A couple of nights ago after eating at a Greek Restaurant where I frequently meet friends for dinner, I scribbled a note “Merry Christmas” on the itemized bill and left (what was for me) a generous tip to the very friendly Afghan lady who works there. I left the restaurant with friendly and enthusiastic, “Merry Christmas, Nilo!” and she responded with a friendly and enthusiastic “Merry Christmas, Bob!” I thought to myself how fitting that was, even though I am not a Christian, nor I suspect is she. But that in no way diminished our heartfelt best wishes to each other in the season of giving, hope and good cheer.
And I thought to myself, Christmas is to me, and to many of us who live in the Western world, about more than a religious holiday. Whether or not one believes in Christmas as a reaffirmation of one’s Christian faith, most of us can appreciate and willingly participate in the rituals of family, of caring, of more generous giving, of being thankful for one’s blessings, and of charity to those in need. Christmas is a time when we are encouraged by our Christian traditions and our culture to honor our common humanity with others and to seek to set aside our differences. This is the season to reconnect with family and friends by going to Christmas parties, giving gifts, by travelling to be with family, by calling people on the phone, or sending Christmas cards, pictures, and or emails to reaffirm our special connections. It is a time to recognize and celebrate that we are important to each other; it is a time to nurture our family ties and friendships, and try to be more generous to those outside of our immediate circles. These are not only Christian values – these are human values that frequently get lost in our daily struggle to carve out and protect a place for ourselves in our communities and society. To me, “Merry Christmas” acknowledges this, and says to the other – ‘we are human and I really do wish you well.’

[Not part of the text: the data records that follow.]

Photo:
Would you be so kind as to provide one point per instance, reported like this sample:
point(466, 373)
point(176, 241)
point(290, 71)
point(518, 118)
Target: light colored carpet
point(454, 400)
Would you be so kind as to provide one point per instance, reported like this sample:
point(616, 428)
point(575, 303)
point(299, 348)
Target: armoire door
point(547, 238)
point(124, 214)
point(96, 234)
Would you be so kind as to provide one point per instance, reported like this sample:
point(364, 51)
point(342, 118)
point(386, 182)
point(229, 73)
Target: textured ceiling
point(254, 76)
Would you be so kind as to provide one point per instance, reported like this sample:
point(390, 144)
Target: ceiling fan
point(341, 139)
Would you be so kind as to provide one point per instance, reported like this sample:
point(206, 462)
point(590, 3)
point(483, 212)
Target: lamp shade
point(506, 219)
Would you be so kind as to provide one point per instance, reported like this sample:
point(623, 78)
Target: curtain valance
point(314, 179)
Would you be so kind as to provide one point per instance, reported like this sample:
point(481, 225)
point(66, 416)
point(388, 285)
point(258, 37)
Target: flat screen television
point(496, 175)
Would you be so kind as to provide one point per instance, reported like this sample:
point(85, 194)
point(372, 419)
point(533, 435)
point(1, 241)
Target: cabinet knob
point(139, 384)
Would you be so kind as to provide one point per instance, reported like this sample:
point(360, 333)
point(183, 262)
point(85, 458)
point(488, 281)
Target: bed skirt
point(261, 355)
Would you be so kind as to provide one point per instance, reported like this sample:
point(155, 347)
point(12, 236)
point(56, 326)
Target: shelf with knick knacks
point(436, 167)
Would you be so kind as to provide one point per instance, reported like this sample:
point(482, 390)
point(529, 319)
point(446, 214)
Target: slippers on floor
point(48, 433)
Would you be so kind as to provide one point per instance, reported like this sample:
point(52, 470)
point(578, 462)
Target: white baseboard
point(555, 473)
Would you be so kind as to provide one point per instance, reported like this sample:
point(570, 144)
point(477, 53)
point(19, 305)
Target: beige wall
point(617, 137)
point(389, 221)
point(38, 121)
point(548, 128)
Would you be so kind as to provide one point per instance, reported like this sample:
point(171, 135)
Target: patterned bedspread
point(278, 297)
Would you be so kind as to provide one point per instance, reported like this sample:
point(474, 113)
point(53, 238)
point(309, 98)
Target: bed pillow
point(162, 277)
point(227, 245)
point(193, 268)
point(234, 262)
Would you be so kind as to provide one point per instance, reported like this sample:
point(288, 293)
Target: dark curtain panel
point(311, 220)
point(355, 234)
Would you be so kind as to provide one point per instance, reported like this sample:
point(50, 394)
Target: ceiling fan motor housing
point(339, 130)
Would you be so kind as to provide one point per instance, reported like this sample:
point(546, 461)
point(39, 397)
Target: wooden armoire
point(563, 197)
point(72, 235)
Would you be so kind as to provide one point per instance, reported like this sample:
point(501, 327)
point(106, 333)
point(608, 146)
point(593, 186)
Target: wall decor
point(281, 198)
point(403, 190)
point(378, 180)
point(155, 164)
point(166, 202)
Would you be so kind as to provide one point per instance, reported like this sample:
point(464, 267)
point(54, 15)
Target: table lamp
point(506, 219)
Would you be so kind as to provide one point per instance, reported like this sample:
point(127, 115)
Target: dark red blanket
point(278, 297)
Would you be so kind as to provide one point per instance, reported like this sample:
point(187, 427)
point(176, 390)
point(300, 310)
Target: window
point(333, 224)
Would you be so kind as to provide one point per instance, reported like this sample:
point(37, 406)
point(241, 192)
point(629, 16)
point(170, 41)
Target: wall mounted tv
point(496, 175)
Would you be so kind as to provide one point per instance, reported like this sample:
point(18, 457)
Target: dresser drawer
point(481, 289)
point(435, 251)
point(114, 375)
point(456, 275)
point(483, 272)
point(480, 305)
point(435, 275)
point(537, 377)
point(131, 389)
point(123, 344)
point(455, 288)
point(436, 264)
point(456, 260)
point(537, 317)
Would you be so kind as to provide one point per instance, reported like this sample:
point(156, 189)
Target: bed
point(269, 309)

Some lament that the Christian Religion has become less a part of Christmas in America, as America has become more ‘secular’ and religiously diverse. I do not share that view, though I respect it. I enjoy that the fun, joy, and celebration of friends, family, and giving in the name of the “Christmas spirit” is available to a broader spectrum of people than those who consider themselves believers in the “Christian religion.” I appreciate that so many can enjoy and participate in the many wonderful things about the Christian religion during this special time, and that so many Christians are welcoming to those of us who don’t share their religious beliefs, but do indeed share common spiritual values. I am not at all offended when a Jewish friend says Happy Hanukah, nor was I offended when I lived in Indonesia and during Ramadan, my Indonesian friends wished me a happy Ramadan. These well wishers were not commenting on our religious differences or seeking to convince me of the virtues of their religion – they were wishing me well in the generous spirit of their religious traditions.
In my emails to my students, I wish them Merry Christmas, not Happy Holidays, and I note “We are at USD (a Catholic University) and are allowed to say Merry Christmas,” respecting the Christmas as well as the Christian spirit.
So, it’s Christmas Eve day as I write this, and I wish everyone, Christians, Jews, Muslims, Buddhists, Taoists, Confucians, Shintos, Pagans, Zoroastrians, Agnostics, Atheists, and all others, a very Merry Christmas!